The BJP has won 41 out of 79 Lok Sabha constituencies across 90 districts that the UPA-I government had identified as having a minority population of over 25 per cent and poor socio-economic indicators. The BJP wrested 15 of these seats from Opposition parties this time, most of them coming from West Bengal.
The Congress’s share of these seats was halved, from 12 in 2014 to six in 2019. Out of these, they lost three seats to the BJP in the Northeast, one in Karnataka and one in West Bengal.
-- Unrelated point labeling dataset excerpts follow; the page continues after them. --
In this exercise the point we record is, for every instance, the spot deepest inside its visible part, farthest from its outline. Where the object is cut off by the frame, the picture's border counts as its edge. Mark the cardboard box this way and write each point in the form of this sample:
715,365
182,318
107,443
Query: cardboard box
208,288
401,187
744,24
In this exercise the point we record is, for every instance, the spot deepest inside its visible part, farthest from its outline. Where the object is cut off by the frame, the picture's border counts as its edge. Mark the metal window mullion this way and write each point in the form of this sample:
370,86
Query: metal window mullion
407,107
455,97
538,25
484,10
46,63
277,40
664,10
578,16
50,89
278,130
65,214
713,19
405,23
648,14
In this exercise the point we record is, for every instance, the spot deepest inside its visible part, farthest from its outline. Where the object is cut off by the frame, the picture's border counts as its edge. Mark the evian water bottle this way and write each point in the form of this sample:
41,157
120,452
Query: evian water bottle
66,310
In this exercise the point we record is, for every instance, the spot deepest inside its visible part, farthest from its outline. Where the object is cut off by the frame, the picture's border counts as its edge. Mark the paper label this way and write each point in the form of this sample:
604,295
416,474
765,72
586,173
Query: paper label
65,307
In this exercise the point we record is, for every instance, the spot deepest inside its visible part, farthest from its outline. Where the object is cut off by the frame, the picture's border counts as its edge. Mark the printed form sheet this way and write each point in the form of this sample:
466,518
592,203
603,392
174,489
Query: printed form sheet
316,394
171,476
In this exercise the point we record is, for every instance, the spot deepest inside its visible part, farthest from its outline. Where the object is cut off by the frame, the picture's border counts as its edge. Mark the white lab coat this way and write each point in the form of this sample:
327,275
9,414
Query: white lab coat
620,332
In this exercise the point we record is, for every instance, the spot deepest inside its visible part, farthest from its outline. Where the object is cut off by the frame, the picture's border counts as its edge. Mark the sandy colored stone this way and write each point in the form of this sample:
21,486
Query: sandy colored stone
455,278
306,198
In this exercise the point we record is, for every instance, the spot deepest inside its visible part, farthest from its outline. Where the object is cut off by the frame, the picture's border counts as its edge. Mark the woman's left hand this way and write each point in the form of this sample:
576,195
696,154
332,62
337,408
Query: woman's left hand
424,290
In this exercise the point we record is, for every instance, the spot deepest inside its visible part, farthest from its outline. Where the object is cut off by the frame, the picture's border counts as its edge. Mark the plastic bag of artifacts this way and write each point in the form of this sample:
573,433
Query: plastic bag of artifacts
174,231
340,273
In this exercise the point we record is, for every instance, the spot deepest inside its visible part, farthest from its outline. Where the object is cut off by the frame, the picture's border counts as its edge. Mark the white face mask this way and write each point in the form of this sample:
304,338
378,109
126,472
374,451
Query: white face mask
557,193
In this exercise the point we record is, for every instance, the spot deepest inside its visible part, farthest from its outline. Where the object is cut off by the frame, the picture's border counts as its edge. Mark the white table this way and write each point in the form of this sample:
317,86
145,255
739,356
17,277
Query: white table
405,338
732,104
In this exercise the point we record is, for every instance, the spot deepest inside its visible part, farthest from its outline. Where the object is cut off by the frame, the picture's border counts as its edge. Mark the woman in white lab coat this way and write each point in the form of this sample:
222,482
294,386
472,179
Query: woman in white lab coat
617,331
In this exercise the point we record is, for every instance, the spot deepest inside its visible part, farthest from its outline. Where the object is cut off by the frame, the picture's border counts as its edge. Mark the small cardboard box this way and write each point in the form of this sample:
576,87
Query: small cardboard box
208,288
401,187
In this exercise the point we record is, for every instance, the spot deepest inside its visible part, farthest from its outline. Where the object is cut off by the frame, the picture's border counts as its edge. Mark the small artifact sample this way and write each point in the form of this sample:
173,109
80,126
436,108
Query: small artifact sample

The BJP had won 34 such seats in 2014.
The first UPA government in 2008 had identified 90 Minority Concentration Districts as part of a development programme aimed at focusing on education, health and skill development in these districts. As per the 2001 Census, minorities are defined as Muslims, Sikhs, Christians, Buddhists, Zoroastrians (Parsis) and Jains.
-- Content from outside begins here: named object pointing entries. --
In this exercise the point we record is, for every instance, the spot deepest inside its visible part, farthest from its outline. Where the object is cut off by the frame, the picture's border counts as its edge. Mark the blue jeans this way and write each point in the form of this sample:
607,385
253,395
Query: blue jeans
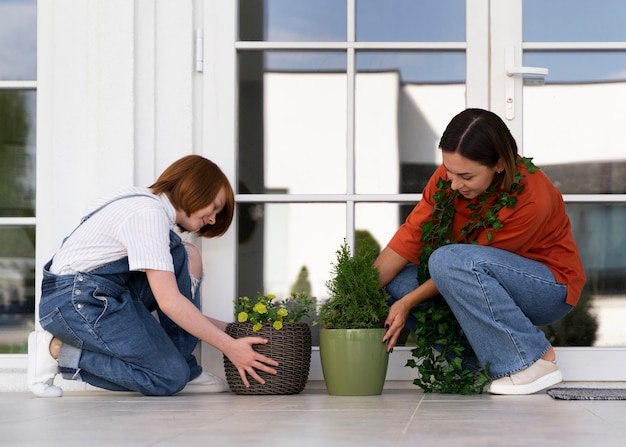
498,299
110,337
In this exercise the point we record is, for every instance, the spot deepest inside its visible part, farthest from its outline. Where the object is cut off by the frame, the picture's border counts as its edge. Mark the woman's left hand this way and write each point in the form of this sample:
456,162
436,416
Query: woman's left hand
396,319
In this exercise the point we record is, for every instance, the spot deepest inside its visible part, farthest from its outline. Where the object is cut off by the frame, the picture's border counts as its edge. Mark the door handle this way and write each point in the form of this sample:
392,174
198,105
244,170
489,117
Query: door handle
511,71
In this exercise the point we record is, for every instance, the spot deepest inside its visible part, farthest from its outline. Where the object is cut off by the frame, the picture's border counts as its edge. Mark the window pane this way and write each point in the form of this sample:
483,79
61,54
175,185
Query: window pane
402,107
18,40
573,125
280,247
410,20
292,20
598,320
17,287
574,20
17,153
292,122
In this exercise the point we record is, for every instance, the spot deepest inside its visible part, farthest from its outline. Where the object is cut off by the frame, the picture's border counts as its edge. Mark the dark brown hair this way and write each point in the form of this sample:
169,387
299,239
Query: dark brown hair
481,136
192,183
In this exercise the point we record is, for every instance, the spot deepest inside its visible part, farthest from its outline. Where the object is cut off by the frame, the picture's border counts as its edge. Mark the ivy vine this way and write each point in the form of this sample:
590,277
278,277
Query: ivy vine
446,361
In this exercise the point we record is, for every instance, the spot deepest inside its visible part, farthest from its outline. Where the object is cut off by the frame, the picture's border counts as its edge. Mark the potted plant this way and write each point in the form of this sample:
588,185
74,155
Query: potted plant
281,322
354,359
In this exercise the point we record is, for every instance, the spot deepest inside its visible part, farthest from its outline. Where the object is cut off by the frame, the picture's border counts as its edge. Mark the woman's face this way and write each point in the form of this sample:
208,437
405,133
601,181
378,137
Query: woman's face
204,216
469,177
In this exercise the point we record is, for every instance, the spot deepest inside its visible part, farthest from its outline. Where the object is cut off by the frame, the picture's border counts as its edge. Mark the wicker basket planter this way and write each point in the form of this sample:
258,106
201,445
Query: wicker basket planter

The Census data shows Muslims have a sizeable population, in descending order, in Lakshadweep, Jammu and Kashmir, Assam, West Bengal, Kerala, Uttar Pradesh, and Bihar. The data shows that Christianity is a major religion in Northeastern states, Goa, Andaman & Nicobar Islands, Kerala and Arunachal Pradesh.
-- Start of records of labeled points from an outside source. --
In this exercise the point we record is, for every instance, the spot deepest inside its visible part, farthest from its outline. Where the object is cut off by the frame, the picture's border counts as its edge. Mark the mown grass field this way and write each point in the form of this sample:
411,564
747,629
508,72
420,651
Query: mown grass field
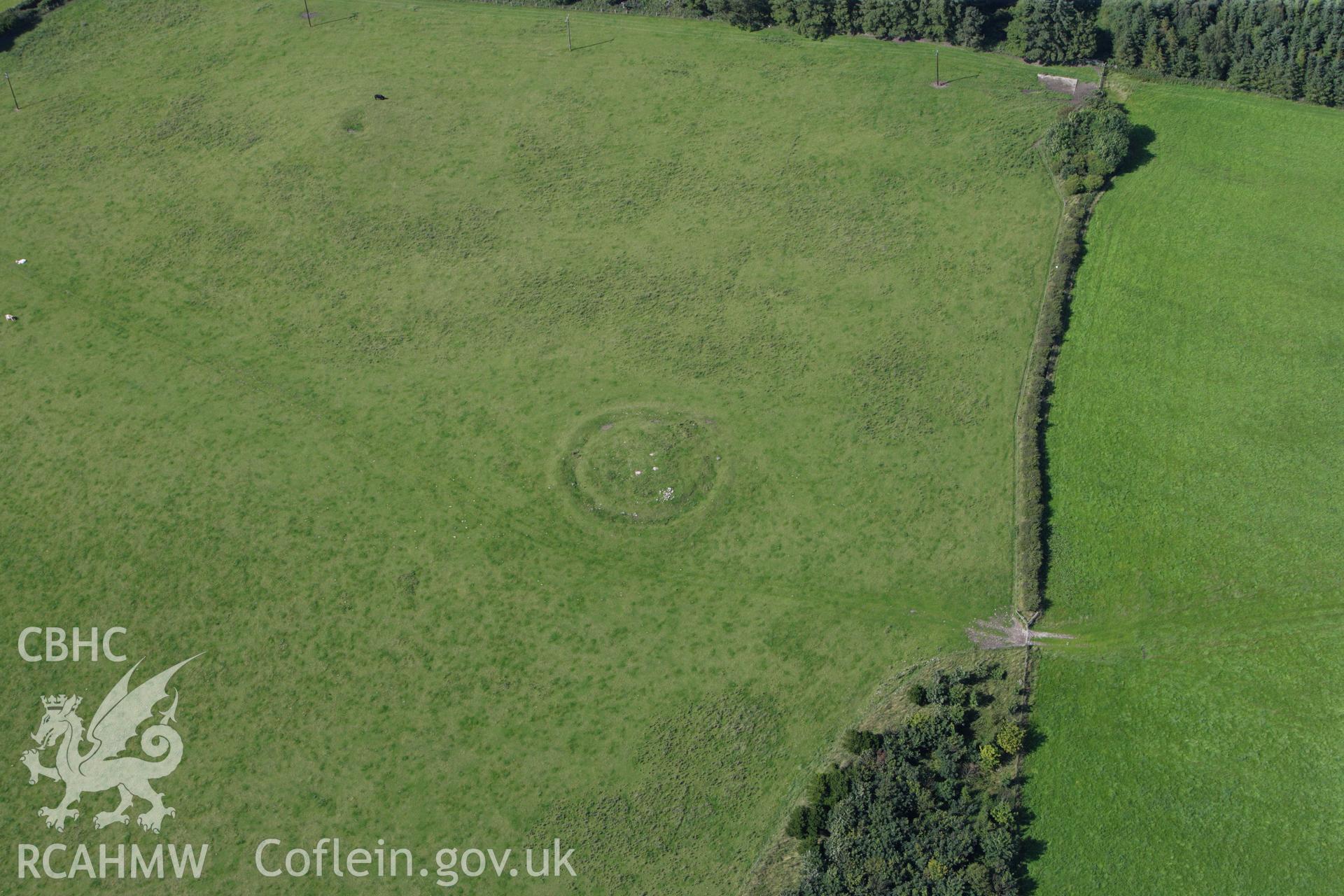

The majority of these 15 seats gained by the BJP are in West Bengal, with the party winning six such seats in the state. Out of the 18 Minority Concentration seats in West Bengal, four flipped from TMC to BJP — Dakshin Dinajpur, Cooch Behar, Bangaon, and Ranaghat. TMC was able to retain ten of the 14 seats it won in 2014 and gained one from CPM.
Uttar Pradesh, however, saw an opposite trend. In 2014, the BJP had won all but one of the 20 Minority Concentration seats there, when the BSP and the SP ran separately. This time, they lost two of these seats to SP (Moradabad and Rampur) and four to BSP (Bijnor, Amroha, Saharanpur, and Shrawasti). BJP, however, gained one seat from SP (Badaun).
A large chunk of these seats is in West Bengal (18), Uttar Pradesh (20), and the Northeast (16).
In the Northeast, the BJP wrested three of these seats from Congress and one from All India United Democratic Front, but also lost one to Congress. Congress now has two of these seats in the Northeast; it had six in 2014.
In Bihar’s seven such seats, JD(U) increased their count from one to three.
Last week, 25 Muslim MPs were elected, against 23 in the outgoing Lok Sabha.